Les auteurs du livre L’Eté des moissons rouges, Brigitte et Denis Lafond, en août 2014. © Saint-Malo-Rama.

En 1994, alors que l’on célèbre le 50e anniversaire de la Libération, Denis Lafond s’aperçoit qu’aucun hommage n’est rendu au Docteur Aubry« 1994 a fait énormément de mal aux petites gens, résume-t-il. Le public était très frustré, on n’a pas tenu compte des témoignages, on n’a pas invité les personnes qui ont vécu directement les événements. On a donné la place aux conférenciers, aux savants. On a oublié toute cette population : les gens du cru, les résistants, les personnes arrêtées ou déportées, les travailleurs du STO, les interprètes, les agents administratifs, la défense passive, les brancardiers… tous ces acteurs qui sont au cœur du livre du Docteur Aubry. » En réaction à cette absence, Denis Lafond lance un grand projet : reprendre les écrits du Docteur Aubry et les confirmer par un travail d’iconographie, de photographie et de documentation. Il contacte la famille du médecin. Celle-ci se montre toute de suite enthousiaste et l’idée finit par faire son chemin. Petit à petit, les autorisations tombent. Denis Lafond peut commencer à construire…

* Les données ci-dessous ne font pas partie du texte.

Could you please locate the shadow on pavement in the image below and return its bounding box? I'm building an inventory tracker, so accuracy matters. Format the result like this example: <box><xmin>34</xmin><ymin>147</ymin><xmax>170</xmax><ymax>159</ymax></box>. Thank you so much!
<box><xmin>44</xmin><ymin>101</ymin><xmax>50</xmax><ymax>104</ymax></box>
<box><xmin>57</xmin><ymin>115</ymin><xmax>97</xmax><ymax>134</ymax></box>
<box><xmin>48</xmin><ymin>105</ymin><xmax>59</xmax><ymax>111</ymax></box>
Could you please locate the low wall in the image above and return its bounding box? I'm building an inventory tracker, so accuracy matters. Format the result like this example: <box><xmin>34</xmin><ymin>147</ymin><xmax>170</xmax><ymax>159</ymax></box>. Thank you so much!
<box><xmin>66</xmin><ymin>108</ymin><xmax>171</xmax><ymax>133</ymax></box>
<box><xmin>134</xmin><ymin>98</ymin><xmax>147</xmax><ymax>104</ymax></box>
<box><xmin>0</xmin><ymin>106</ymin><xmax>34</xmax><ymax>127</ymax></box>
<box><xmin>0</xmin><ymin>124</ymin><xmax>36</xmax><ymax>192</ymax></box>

Il s’en suit dix années de dur labeur… Avec la patience de l’archéologue, Denis Lafond et sa compagne Brigitte vont revenir sur chacun des lieux mentionnés dans La Ruée sur Saint-Malo, afin d’interroger les témoins et retrouver les auteurs des photos. La « moisson » qu’ils obtiennent va bien au-delà de leurs espérances… De nouveaux récits poignants émergent plus de 50 ans après. Des photos oubliéessont retrouvées dans les tiroirs, ou dans les greniers. Comme celles de la libération du quartier de Moka, qu’une famille conservait dans une boîte à gâteaux et que personne n’avait encore jamais vues. Ou bien celles prises pendant la Guerre par le photographe avranchinais Le Noan : « Cinq photographes ont succédé à Le Noan, nous explique Denis Lafond, mais le fonds a été miraculeusement conservé. »

Lanhélin, août 1944. Une photo extraite du livre L’été des moissons rouges de Denis Lafond. © Collection privée.

Ce travail de fourmi va donner naissance à un livre monumental, véritable anthologie de la Libération dans le pays de Saint-Malo. Publié à compte d’auteur, L’Eté des moissons rouges donne la parole à plus d’une centaine de témoins, regroupe plus de 800 photos ou documents d’époque. Dès sa sortie, il rencontre un franc succès. « Nous pensions toucher seulement les gens qui ont vécu cette période, indique l’auteur. Or nous avons touché un public beaucoup plus large. Les collégiens, les lycéens se sont intéressés à cette histoire-là. Les parents ont pu en discuter avec eux. Les professeurs ont utilisé le livre comme support de cours. » Denis Lafond se félicite d’avoir créé un outil de communication « intergénérationnel », facilitant le dialogue entre les aînés qui ont vécu les événements et les plus jeunes qui veulent savoir ce qu’il s’est passé.

En effectuant ce long travail de recherche, Denis Lafond a accompli ce qu’il appelle un devoir : « C’est un devoir sacré envers tous ceux qui sont tombés et un devoir de mémoire pour les générations futures », écrit-il dans son avant-propos. Nous autres lecteurs pouvons également contribuer à maintenir en vie la flamme du souvenir, tout simplement en parlant de ce livre autour de nous et en participant à sa diffusion.